Durante l’audizione, il candidato francese ha assicurato che sarà «radicale» nel gestire l’eventuale rapporto con aziende in cui ha lavorato in passato, tagliando i legami, evitando di essere coinvolto nelle decisioni ultime e chiedendo ad altri commissari di essere presenti in eventuali colloqui troppo delicati. «Lo dico alto e forte, la mia unica bussola sarà la difesa dell’interesse europeo», ha affermato l’ex ministro delle Finanze. Ha portato all’attenzione dei deputati certificati a conferma della vendita del suo portafoglio azionario.

Il portafoglio più delicato, al di là della questione dei conflitti d’interesse, è proprio quello del francese Breton. Pur difendendo la recente bocciatura da parte di Bruxelles della fusione Siemens-Alstom, questi ha aperto la porta a una (controversa) revisione del diritto della concorrenza. «Bisogna valutare senza tabù quanto le politiche europee debbano cambiare per via della nuova rivoluzione digitale e dei nuovi equilibri geopolitici».
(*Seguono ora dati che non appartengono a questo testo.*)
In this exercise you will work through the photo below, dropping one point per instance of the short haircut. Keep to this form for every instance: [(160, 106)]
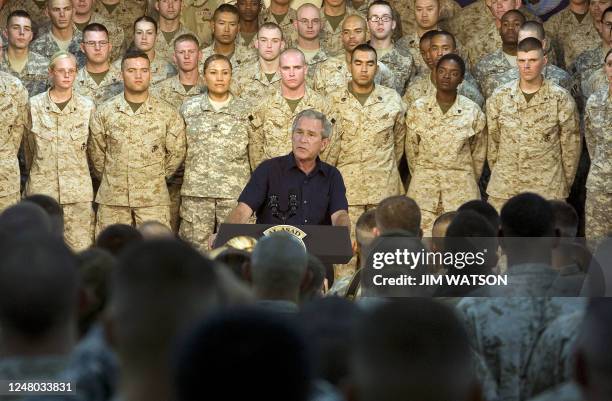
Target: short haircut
[(484, 209), (278, 263), (132, 54), (94, 27), (116, 237), (527, 215), (18, 13), (315, 115), (530, 44), (411, 349), (216, 57), (453, 57), (398, 213), (271, 26), (187, 37), (447, 34), (145, 18), (226, 8), (38, 285), (566, 218), (364, 47), (535, 27), (252, 344)]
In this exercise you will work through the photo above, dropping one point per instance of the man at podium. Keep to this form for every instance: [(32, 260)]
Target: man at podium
[(299, 188)]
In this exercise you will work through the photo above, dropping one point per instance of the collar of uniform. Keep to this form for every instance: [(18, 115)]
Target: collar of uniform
[(290, 163)]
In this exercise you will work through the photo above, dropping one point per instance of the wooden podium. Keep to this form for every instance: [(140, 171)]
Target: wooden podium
[(330, 244)]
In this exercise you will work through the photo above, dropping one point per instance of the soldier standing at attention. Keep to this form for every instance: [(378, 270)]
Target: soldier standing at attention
[(447, 150), (98, 79), (217, 162), (13, 114), (56, 150), (137, 142), (534, 139)]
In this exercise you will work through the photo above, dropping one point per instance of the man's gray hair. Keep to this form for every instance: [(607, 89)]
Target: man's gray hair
[(315, 115)]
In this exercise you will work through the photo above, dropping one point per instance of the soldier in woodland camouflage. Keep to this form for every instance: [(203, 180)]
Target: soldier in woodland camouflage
[(13, 115), (56, 150), (217, 162), (446, 151), (137, 142)]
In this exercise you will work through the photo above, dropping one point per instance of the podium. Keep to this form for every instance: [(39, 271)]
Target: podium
[(330, 244)]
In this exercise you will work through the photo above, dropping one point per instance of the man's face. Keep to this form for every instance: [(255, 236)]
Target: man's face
[(169, 9), (440, 45), (218, 76), (427, 13), (19, 32), (225, 28), (186, 55), (248, 9), (136, 74), (363, 67), (307, 139), (380, 22), (60, 13), (63, 73), (144, 36), (269, 44), (530, 64), (448, 75), (308, 23), (293, 70), (510, 26), (96, 47), (82, 7), (353, 33)]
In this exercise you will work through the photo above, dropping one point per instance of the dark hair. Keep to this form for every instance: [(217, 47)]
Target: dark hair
[(452, 57)]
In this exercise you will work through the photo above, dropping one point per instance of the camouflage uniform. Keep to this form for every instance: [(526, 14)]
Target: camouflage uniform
[(270, 124), (46, 46), (34, 75), (570, 36), (422, 86), (165, 50), (216, 167), (535, 146), (286, 25), (250, 83), (598, 210), (13, 114), (173, 92), (134, 154), (402, 67), (446, 154), (330, 38), (111, 85), (56, 154), (334, 73)]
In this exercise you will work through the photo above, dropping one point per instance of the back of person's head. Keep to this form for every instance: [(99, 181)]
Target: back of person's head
[(527, 215), (566, 218), (484, 209), (278, 265), (157, 289), (243, 354), (593, 361), (398, 213), (412, 349), (116, 237), (95, 269), (328, 324), (38, 287), (53, 209), (315, 272)]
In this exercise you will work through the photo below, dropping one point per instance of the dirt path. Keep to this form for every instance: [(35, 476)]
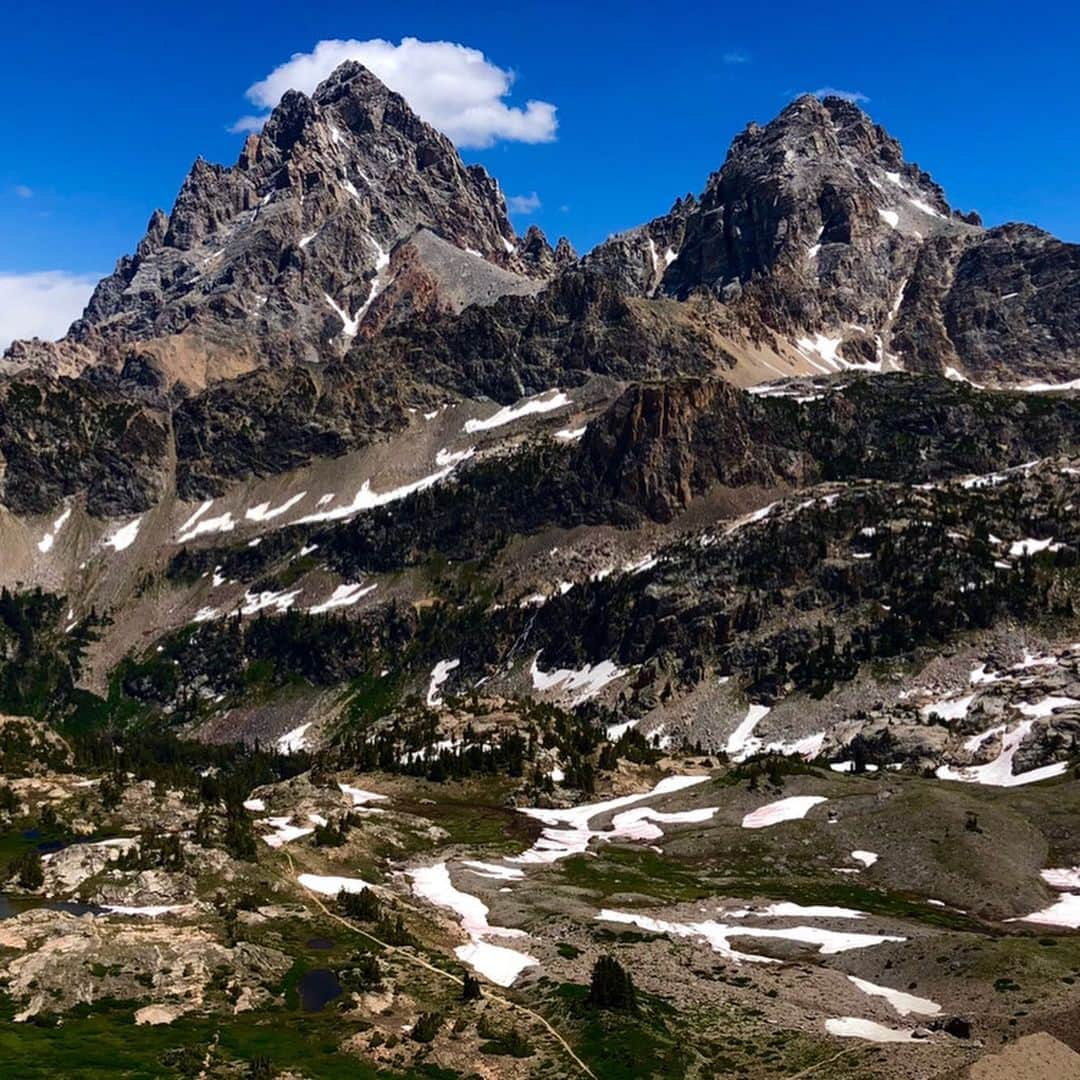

Ad Oliver Varhelyi, responsabile del Vicinato, è stato rimproverato il suo legame con il premier Orbán, anche se l’attuale rappresentante dell’Ungheria presso l’Unione ha assicurato che lavorerà «nell’interesse dell’Europa, senza accettare istruzioni da qualsivoglia Paese», ricordando ai parlamentari di essere stato in passato un funzionario europeo. Parlando di recente, il primo ministro aveva spiegato che il commissario ungherese avrebbe fatto l’interesse del suo Paese.

Come detto, mentre l’ex ministro francese e la candidata rumena hanno ottenuto la promozione piena, il candidato ungherese dovrà rispondere a nuove domande, questa volta per iscritto. La richiesta è giunta dai Socialisti, dai Liberali e dai Verdi, in un contesto politico segnato anche da tensioni di politique politicienne, ossia di piccolo cabotaggio politico. Le risposte ai nuovi quesiti dovranno giungere entro lunedì. Se i parlamentari non dovessero essere soddisfatti, ci sarà una nuova audizione, rafforzando i rischi di un nuovo rinvio dell’entrata in carica della nuova Commissione.